The rumpus arose over a question in the geography section of the annual National Center Test for University Admissions, taken Jan. 13 and 14, when students were tested on their knowledge of the similarities and differences in the languages and cultures of Sweden, Norway, and Finland.
The multiple-choice question gave an example of a Sweden-based animated show and the phrase "How much does that cost?" in Swedish, and then showed an image of the hippopotamus-like characters from a 1965 Moomins animation and another of the children's show Vicky the Viking beside the same phrase in Finnish and Norwegian.
Students were required to answer whether "Moominvalley" was set in Norway or Finland. The test center deemed Finland to be the correct answer.
However, while Tove Jansson, the author of the series featuring protagonist Moomintroll and his eccentric family and their friends, was of Finnish descent, the real-world location of Moominvalley is not explicitly named in the series.
Some students taking the test on Jan. 13 and 14 expressed bewilderment and frustration online, saying things like "I bombed the test because of this question," under the related hashtag #ムーミン許すな that briefly became a top Twitter trend in Japan.
The exam, which aims to test the scholarly aptitude of high schoolers who have completed their basic education, is notoriously intensive and can be a crucial factor in whether one is accepted into university.
The test center responded to the backlash by saying, "The question did not directly require knowledge about the Moomin characters. We believe it aptly tested one's ability to think as necessary for the geography section and therefore posed no hindrance to the test-takers."
Some online also argued that, since Vikings came from what are now Norway, Sweden, and Denmark, the answer for the Moomins setting would be Finland by process of elimination. Others, however, pointed out that even Vicky the Viking is not officially set in Norway.
The official Moomin Japanese website released a statement on Jan. 16 that included a quote from Jansson reading, "You become a resident of Moominvalley the moment you wish to live there."

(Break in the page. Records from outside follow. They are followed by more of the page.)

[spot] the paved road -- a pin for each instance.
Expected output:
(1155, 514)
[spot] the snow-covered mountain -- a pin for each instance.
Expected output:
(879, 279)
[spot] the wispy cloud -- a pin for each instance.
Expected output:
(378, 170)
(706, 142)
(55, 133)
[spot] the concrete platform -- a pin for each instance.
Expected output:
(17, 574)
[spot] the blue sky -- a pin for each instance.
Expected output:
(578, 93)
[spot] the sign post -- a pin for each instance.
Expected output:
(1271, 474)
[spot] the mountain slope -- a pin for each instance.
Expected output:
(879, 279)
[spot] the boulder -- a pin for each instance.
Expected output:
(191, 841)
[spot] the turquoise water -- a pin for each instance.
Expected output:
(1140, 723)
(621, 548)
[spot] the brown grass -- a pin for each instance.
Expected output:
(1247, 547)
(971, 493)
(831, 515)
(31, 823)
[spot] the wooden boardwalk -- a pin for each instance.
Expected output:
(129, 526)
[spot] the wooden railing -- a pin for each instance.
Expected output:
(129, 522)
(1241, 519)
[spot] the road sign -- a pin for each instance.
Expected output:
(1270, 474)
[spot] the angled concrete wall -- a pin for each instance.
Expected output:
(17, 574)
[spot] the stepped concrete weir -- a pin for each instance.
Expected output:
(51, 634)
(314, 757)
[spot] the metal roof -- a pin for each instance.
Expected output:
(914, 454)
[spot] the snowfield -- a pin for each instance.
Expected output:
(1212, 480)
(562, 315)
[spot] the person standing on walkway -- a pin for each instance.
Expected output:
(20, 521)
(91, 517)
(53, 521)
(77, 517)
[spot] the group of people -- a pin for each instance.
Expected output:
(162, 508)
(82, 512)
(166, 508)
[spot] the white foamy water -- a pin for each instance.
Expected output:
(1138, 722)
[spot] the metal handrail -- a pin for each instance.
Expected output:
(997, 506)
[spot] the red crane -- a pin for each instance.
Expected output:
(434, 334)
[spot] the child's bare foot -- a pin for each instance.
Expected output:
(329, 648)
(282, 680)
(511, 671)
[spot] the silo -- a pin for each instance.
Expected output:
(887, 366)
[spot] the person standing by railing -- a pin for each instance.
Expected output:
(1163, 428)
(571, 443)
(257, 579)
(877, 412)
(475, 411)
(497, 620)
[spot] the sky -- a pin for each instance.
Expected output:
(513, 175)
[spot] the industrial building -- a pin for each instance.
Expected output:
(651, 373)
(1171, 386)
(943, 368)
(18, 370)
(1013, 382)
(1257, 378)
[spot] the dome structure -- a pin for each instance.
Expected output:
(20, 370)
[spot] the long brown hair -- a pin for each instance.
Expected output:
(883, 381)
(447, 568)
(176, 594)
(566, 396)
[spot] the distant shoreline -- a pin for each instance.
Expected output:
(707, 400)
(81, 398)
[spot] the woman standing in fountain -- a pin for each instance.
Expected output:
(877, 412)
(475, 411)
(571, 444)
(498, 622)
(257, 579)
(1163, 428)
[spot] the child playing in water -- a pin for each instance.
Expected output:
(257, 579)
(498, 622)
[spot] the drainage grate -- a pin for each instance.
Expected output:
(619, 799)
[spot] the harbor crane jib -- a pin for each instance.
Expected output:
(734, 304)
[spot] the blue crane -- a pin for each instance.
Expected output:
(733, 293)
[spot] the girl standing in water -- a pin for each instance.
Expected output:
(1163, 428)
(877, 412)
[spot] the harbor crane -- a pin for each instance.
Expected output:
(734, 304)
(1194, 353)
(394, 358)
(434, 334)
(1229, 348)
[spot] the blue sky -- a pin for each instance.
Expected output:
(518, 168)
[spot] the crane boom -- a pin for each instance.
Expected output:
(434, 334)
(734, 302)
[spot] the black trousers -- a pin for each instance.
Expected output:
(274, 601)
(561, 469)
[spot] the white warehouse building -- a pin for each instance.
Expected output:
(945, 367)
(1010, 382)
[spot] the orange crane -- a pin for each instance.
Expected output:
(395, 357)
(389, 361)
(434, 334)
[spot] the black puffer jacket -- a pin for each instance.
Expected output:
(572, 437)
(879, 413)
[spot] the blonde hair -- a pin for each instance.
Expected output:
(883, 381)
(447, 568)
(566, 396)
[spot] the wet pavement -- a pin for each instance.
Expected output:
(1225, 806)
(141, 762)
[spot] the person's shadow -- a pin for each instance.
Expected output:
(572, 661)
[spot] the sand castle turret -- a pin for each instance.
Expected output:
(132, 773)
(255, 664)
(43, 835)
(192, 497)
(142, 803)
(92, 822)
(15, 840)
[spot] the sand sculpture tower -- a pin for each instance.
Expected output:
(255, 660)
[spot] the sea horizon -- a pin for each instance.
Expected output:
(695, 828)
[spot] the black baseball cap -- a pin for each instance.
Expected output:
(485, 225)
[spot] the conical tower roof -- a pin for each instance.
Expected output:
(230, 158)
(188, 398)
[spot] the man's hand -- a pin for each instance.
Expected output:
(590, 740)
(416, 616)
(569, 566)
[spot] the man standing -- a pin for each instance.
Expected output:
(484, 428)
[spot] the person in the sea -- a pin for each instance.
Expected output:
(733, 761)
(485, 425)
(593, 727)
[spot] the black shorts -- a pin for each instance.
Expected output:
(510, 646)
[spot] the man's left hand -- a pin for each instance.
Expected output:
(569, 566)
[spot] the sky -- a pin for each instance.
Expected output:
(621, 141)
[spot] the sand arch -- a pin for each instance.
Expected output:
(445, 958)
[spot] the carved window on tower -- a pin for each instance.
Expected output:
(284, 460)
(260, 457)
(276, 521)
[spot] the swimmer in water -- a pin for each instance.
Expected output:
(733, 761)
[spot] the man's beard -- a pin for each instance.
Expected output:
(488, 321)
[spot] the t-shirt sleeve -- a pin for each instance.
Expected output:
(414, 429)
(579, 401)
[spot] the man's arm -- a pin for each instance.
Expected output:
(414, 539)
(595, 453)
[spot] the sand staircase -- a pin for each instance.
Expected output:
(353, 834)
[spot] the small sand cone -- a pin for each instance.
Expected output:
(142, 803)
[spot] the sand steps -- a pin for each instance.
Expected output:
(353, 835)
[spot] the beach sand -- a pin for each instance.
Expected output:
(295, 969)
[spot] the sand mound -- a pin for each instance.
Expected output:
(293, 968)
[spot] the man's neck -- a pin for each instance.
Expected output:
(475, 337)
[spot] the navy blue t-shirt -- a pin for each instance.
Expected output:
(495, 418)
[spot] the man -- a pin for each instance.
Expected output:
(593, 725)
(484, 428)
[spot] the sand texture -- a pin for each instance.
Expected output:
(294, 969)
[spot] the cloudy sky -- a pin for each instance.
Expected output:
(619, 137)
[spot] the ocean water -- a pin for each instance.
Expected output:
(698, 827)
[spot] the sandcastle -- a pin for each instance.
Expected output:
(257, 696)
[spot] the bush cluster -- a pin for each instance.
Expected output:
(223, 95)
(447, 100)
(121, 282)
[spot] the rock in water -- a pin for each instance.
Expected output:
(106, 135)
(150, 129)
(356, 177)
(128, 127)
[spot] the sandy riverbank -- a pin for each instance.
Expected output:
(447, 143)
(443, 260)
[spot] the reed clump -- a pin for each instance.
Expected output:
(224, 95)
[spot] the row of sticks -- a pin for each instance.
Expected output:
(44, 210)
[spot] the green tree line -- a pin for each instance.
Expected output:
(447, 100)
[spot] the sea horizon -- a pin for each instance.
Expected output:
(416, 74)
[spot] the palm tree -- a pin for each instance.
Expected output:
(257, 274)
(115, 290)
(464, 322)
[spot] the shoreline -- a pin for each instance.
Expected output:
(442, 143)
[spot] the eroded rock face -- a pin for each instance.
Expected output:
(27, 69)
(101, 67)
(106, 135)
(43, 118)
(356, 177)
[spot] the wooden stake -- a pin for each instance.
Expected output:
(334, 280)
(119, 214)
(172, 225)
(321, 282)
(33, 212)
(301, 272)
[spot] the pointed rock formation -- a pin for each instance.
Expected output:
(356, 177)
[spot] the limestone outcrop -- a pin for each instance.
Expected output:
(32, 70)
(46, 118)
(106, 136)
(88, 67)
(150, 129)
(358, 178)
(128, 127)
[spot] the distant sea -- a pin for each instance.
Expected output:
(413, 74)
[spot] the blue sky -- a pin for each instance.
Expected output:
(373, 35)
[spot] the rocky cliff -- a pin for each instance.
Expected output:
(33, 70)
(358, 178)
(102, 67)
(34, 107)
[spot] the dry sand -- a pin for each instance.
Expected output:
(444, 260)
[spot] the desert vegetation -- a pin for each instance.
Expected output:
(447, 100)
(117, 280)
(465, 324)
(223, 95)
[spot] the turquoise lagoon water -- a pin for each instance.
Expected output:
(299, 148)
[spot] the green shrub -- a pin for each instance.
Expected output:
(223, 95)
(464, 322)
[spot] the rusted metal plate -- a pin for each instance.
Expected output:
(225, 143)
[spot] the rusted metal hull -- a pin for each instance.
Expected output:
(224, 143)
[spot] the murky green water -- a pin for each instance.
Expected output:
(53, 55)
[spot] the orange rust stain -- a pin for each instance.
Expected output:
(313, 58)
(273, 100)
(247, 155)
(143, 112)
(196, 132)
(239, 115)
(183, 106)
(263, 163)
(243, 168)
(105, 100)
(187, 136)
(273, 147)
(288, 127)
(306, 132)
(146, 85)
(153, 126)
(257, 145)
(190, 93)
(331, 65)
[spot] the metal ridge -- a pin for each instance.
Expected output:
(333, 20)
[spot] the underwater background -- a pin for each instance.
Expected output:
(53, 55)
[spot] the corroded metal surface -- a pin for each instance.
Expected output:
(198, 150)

"Moominvalley does not exist in this world but rather in a fantasy world apart from reality," the statement said.
The series has been popular in Japan since it aired as a TV show in the 1960s. Today, the Moomin characters and their colorful world can be spotted around the country on clothing, cups, and toys, and a Moomin theme park is set to open near Tokyo in coming years.
Markus Kokko, press and culture officer at the Embassy of Finland in Tokyo, responded to the issue positively, saying, "We are happy that Finland and Moomin were taken up and could get visibility in Japan through this exam. We feel that it is positive for Finland, and positive for Moomin."